When a novel can affect the human heart in such a way it seems to mean one thing only: not that the tale is exceptional in itself, but that the writer has so projected his personality on to the printed page that the reader either identifies with that personality or becomes fascinated by it, and in a near sense hypnotised.
Here Daphne du Maurier is talking about her grandfather, George du Maurier, author of the popular 1894 novel Trilby, but I think this quote could just as easily apply to Daphne herself. The more I read about her and about her background and family, the more I can see how her own personality and experiences found their way into the writing of her famous novels and short stories. I’ve now read all of those novels and stories (and looked back at my favourites in this post from last year) and am now working through her non-fiction. The Rebecca Notebook: and Other Memories, first published in 1981, was my choice for this year’s Daphne du Maurier Reading Week hosted by Heavenali.
The first part of the book consists of du Maurier’s notes and drafts relating to the writing of Rebecca – in fact, her notes were used as evidence when she had to defend herself against plagiarism allegations in the 1940s. It’s fascinating to see the similarities and differences between the early outline of her novel and the finished version (did you know that Maxim de Winter was originally called Henry, for example?) and her chapter summaries get longer and more detailed as the story takes shape and the characters develop. The original epilogue – which eventually became the prologue – is included in full and in another piece of writing, The House of Secrets, du Maurier describes her discovery of Menabilly, the house in Cornwall that was the inspiration for Manderley in Rebecca and later became Daphne’s home.
The rest of the book collects together some of the essays and poetry written by du Maurier, including the piece about her grandfather, George du Maurier, which I quoted from above, and other biographical accounts of her father, who was the famous actor-manager Gerald du Maurier, and her cousins, the Llewelyn Davies children, who inspired JM Barrie’s Peter Pan. Having previously read Daphne’s autobiography Myself When Young, I was already familiar with some of this information but was happy to read it again, from a slightly different perspective.
In her other essays, du Maurier discusses subjects such as Shakespeare, her views on romantic love and her feelings on becoming a widow. She talks a lot about fame and what it’s like to live life in the public eye; coming from what we would now consider a ‘celebrity family’ and being a private person herself, it’s understandable that this topic would be of particular relevance to her.
Tip the scales, and the hands that acclaim the artist become the hands that tear him to pieces. The wreath of laurel is the crown of thorns. The actor and the writer are especially vulnerable today, when worldwide publicity through press and television makes them into that treacherous thing, a ‘personality’.

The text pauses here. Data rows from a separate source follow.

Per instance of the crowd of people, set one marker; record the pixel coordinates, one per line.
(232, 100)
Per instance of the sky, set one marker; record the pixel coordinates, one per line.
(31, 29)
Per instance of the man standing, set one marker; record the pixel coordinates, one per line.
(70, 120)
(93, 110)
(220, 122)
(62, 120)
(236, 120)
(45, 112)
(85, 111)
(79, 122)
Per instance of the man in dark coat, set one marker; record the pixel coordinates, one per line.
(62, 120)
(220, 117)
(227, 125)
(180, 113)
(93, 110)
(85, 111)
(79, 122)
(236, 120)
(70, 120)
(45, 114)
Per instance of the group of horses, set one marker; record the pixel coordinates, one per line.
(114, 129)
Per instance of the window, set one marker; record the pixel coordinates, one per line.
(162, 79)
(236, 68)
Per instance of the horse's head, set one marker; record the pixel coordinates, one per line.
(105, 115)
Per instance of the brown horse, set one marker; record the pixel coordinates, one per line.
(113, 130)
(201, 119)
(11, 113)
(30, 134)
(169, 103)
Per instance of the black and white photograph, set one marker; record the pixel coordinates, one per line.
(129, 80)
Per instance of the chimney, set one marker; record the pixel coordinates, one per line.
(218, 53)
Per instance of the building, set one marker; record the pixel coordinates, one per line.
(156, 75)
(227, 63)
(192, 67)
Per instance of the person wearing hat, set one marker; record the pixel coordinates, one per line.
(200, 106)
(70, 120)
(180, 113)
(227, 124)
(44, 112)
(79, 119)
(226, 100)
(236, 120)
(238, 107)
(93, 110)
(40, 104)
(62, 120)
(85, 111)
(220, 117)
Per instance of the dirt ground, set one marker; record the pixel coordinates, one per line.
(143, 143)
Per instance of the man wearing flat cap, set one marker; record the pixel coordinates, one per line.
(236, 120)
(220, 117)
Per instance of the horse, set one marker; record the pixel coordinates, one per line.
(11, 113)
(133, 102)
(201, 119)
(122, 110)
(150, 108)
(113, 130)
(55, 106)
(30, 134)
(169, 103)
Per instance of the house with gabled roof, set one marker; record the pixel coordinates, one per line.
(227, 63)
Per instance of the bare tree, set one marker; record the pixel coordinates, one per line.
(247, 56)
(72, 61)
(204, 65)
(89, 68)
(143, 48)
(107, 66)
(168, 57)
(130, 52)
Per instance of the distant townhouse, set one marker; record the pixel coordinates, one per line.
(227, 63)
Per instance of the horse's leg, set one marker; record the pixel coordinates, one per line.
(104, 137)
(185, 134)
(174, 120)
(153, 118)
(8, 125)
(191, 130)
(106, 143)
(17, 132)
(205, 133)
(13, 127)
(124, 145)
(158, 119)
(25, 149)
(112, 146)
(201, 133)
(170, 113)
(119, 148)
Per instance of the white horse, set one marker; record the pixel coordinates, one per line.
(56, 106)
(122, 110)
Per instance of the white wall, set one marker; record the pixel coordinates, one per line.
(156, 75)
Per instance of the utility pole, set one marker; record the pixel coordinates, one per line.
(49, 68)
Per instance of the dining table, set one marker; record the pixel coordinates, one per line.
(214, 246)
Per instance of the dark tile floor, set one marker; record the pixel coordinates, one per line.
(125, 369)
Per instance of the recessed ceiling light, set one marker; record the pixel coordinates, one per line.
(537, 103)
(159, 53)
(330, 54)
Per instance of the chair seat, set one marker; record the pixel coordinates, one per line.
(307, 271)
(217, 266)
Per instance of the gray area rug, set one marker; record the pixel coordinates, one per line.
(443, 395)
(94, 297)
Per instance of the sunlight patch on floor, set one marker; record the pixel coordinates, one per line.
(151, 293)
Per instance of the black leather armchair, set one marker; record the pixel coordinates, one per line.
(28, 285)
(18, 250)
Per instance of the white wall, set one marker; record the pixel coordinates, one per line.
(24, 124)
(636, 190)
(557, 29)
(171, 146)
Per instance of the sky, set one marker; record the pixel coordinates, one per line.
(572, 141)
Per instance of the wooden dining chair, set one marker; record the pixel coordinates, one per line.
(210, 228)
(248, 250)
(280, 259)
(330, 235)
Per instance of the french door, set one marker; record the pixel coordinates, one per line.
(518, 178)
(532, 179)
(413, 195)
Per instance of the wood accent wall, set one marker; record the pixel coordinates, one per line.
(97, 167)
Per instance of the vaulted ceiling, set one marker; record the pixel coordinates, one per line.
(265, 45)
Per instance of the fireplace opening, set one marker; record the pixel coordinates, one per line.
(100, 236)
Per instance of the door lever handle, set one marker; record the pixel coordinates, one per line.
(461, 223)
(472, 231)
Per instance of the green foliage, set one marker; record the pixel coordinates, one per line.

None of these pieces are very long – the whole book is under 200 pages long – but I found most of them interesting and insightful. They don’t really need to be read in any particular order either, so it’s the sort of book you can easily dip in and out of and come back to later. Most people who pick up this collection will probably do so because of the Rebecca connection, but be aware that only a relatively short section of the book is devoted to Rebecca; however, if you’re interested in du Maurier as a person as well as a writer and would like to try some of her non-fiction, this is a good place to start.